Luke Beck Kreider, assistant professor of religion and sustainability, said, “Not long after [generative AI] came out, I started noticing that some forms of student writing were changing — and I was noticing AI use in student assignments pretty quickly.”

“Students were using it in ways that I wasn’t really comfortable with, that seemed like it was allowing them to skip the types of work that I was wanting them to do — the types of thinking and reading and writing that I was hoping that they would do.”

In his classrooms, Beck Kreider explained that he does not allow students to use AI in any part of the writing process and discourages the use of AI to help read or interpret assigned texts. Beck Kreider said, “I’ve tried to explain — here’s why I want you to write this in your own voice, through your own process and without using ChatGPT.”

Groff shares a similar sentiment about writing. “In general, I would say like the majority of the time I want people not to use [AI] for the writing process. If they want to use it for brainstorming ideas or coming up with a definition that they might use some language from, that would be OK,” she said.

Groff also shared that the administration does not want AI to be used for grading – she referenced a point brought up by Beck Kreider in the Sept. 11 convocation on artificial intelligence about the vulnerability of the writing process. “It’s about connecting with your audience … We can only do that as individual writers.”

Beck Kreider emphasized that in assignments, he looks for students’ original thoughts and interpretations. “I want students to do the best they can at those processes and so I’ve erred on the side of not allowing it for most things,” he said, “and I haven’t really found ways yet of integrating it constructively in terms of the assignments — that feels still like a gap for me. I want to be better at demonstrating what I would think of as more positive or appropriate uses of it.”

In the course Principles of Public Relations, Groff said she incorporated AI into one assignment where she asked students to write a press release. “I wanted people to use [ChatGPT] and then show me how they did. Some people used it for AP style checking, other people used it for headlines, other people used it for writing a lead paragraph and then they had to debrief how it worked for them.”

“That was a really small thing, but I loved hearing back how students used it and what they liked about it.”

Housman explicitly names AI as a resource that students can use on “open resource assessments.” His only condition is that appropriate acknowledgements need to be made for every source used, whether that’s generative AI, any published work, the internet, or another student. Housman said, “When they sit down to do the problems, they should be able to do it on their own without any resources — that’s what the expectation is.”
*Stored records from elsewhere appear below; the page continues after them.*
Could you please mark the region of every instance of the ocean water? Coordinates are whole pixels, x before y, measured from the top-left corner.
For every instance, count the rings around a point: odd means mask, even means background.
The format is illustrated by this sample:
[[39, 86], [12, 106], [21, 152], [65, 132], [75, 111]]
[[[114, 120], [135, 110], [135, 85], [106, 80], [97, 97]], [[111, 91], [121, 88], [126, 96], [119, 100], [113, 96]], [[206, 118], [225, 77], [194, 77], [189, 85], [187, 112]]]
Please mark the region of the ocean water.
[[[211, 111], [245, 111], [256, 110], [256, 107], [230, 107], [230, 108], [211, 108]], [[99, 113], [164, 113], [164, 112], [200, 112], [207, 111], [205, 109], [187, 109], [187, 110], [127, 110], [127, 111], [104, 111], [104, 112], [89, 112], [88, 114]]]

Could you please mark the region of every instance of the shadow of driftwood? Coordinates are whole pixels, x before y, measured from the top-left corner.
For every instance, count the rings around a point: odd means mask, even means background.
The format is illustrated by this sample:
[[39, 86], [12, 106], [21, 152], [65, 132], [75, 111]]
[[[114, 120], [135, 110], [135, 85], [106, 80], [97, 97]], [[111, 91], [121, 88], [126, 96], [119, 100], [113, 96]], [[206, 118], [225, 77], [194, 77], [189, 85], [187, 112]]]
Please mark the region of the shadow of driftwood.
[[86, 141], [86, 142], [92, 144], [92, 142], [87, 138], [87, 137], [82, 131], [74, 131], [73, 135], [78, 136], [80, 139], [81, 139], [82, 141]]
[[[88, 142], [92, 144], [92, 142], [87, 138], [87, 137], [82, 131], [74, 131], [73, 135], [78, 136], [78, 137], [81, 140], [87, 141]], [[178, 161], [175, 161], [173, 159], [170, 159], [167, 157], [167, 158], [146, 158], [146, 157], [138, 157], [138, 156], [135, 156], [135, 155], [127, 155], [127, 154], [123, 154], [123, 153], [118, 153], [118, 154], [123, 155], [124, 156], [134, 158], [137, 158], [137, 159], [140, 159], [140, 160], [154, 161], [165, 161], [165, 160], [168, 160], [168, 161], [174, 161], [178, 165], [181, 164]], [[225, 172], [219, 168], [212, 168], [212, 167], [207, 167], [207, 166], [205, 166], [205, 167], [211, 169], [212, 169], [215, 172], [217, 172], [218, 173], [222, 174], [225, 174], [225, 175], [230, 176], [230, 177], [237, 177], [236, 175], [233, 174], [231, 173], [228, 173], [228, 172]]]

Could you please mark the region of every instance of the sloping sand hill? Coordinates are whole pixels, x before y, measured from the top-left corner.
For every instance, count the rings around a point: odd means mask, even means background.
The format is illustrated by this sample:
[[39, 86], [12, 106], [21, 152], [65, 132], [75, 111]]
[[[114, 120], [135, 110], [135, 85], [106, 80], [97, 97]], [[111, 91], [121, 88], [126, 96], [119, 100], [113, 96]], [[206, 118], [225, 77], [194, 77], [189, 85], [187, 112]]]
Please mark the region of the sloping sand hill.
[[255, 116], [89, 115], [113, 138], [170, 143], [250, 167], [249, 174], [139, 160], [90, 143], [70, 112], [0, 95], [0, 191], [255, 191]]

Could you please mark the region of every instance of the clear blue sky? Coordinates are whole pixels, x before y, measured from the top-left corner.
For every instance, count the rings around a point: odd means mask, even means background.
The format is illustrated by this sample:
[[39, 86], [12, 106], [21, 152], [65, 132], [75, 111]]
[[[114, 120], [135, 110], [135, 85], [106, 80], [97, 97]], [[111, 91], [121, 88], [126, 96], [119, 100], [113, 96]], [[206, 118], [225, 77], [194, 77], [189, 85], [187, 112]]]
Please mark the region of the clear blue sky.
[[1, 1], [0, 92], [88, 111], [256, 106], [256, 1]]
“I want them to have access to all those resources as they’re really trying to learn the material, but I want them to recognize when they’re using it and to say ‘OK, yeah I used this resource, I talked to this person, I use generative AI for this purpose, etc.”

Ehst said, “I think we are needing to do a little bit more work on … [asking] ‘What is the value added?,’ ‘Why is there value in incorporating those tools into our lesson plans for our classes?’ … [decerning] when we use an advanced technological tool, or when an old school tool is better.”

“Now we think of that No. 2 pencil as like an old school tool, but even that gave people pause about ‘How are tools going to mediate the way that we think and communicate?’” Ehst said. “I think we’re asking those questions and we’re asking them with openness and curiosity and those are great questions to be asking.”